The trade organization is ISNR, the International Society for Neurofeedback and Research, with meetings in North America and a European counterpart. Roughly 10,000 providers do this work worldwide, which is not many. At Peak Brain Institute we operate more like coaches than doctors. We are less concerned with the diagnostic label someone handed you and more concerned with showing you how your brain works and asking what you want to do with it. Remote options exist too, which I cover in the remote neurofeedback guide.

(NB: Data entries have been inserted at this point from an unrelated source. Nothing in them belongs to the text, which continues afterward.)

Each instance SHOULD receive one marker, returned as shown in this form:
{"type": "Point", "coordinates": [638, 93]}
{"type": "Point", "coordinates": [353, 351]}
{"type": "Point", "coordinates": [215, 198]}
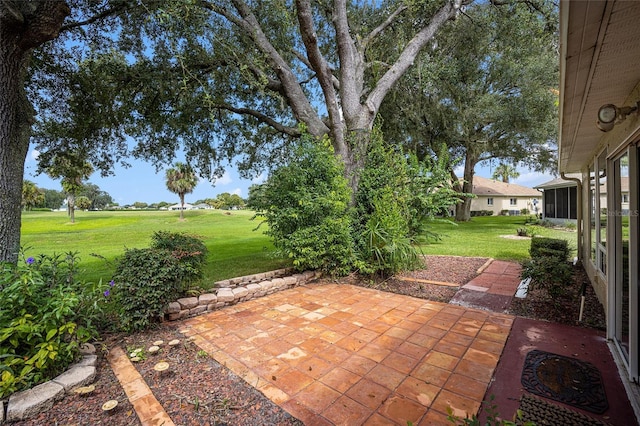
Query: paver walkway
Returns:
{"type": "Point", "coordinates": [493, 289]}
{"type": "Point", "coordinates": [341, 354]}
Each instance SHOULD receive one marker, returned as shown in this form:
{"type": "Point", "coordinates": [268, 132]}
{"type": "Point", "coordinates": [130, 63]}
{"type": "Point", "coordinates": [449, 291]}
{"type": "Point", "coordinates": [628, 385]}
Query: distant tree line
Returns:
{"type": "Point", "coordinates": [88, 197]}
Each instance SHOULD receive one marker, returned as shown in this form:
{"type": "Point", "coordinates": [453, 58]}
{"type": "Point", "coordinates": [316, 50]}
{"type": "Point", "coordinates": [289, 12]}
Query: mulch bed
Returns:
{"type": "Point", "coordinates": [199, 391]}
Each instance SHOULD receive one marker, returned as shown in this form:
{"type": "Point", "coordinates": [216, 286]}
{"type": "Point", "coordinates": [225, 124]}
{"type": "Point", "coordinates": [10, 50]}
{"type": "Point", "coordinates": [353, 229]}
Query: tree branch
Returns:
{"type": "Point", "coordinates": [410, 52]}
{"type": "Point", "coordinates": [288, 130]}
{"type": "Point", "coordinates": [380, 28]}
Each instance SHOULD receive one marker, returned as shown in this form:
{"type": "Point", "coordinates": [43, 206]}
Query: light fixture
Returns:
{"type": "Point", "coordinates": [609, 115]}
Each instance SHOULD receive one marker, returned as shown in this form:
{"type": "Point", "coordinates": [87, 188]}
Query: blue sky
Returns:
{"type": "Point", "coordinates": [141, 182]}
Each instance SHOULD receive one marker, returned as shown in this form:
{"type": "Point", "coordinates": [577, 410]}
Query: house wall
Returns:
{"type": "Point", "coordinates": [503, 203]}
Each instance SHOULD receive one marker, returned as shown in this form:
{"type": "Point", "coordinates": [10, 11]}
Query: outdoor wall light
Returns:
{"type": "Point", "coordinates": [609, 115]}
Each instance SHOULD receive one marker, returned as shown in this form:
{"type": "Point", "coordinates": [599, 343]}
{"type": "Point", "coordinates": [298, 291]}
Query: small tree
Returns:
{"type": "Point", "coordinates": [32, 196]}
{"type": "Point", "coordinates": [505, 172]}
{"type": "Point", "coordinates": [181, 180]}
{"type": "Point", "coordinates": [73, 169]}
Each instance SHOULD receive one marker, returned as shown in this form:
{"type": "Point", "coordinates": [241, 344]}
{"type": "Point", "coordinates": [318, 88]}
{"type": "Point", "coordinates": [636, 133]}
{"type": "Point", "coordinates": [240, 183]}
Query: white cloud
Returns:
{"type": "Point", "coordinates": [259, 179]}
{"type": "Point", "coordinates": [225, 179]}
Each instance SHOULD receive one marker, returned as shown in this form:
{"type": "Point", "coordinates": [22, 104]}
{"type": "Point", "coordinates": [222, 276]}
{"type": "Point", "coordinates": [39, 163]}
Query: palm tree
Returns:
{"type": "Point", "coordinates": [505, 172]}
{"type": "Point", "coordinates": [181, 180]}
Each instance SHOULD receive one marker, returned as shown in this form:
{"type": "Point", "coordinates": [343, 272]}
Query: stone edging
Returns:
{"type": "Point", "coordinates": [24, 404]}
{"type": "Point", "coordinates": [235, 290]}
{"type": "Point", "coordinates": [41, 397]}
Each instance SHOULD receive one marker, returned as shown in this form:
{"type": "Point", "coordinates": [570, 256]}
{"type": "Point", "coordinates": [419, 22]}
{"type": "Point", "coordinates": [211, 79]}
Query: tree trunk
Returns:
{"type": "Point", "coordinates": [16, 117]}
{"type": "Point", "coordinates": [463, 209]}
{"type": "Point", "coordinates": [24, 25]}
{"type": "Point", "coordinates": [71, 207]}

If your brain is genuinely quirky, work with someone who will dig in deeply and teach you. There is a real risk in complex cases: the mystery gets reinforced, and we build experts about ourselves rather than gaining agency over ourselves. A label arrives, you read about it online, and suddenly everything feels true whether or not it is. Start with someone who does brain mapping or QEEG, who understands your goals, and who sits down with your data and charts and teaches you to use them. Roughly half the field does brain mapping, half does neurofeedback, and only a fraction of those actually teach you to read your own brain. That last group is who you want, especially if your challenges are not like everyone else's. About a third of us are atypical. Only two thirds of people sit near the middle of the curve.
Autistic adults often work hard at self-awareness. Brain mapping gives you an external readout of what your circuits are doing, which pairs well with the internal skills of noticing burnout, hyperarousal, and overstimulation. Start by getting a QEEG with a provider who will spend the half hour walking through it with you, and bring the goals that actually matter to you to that session.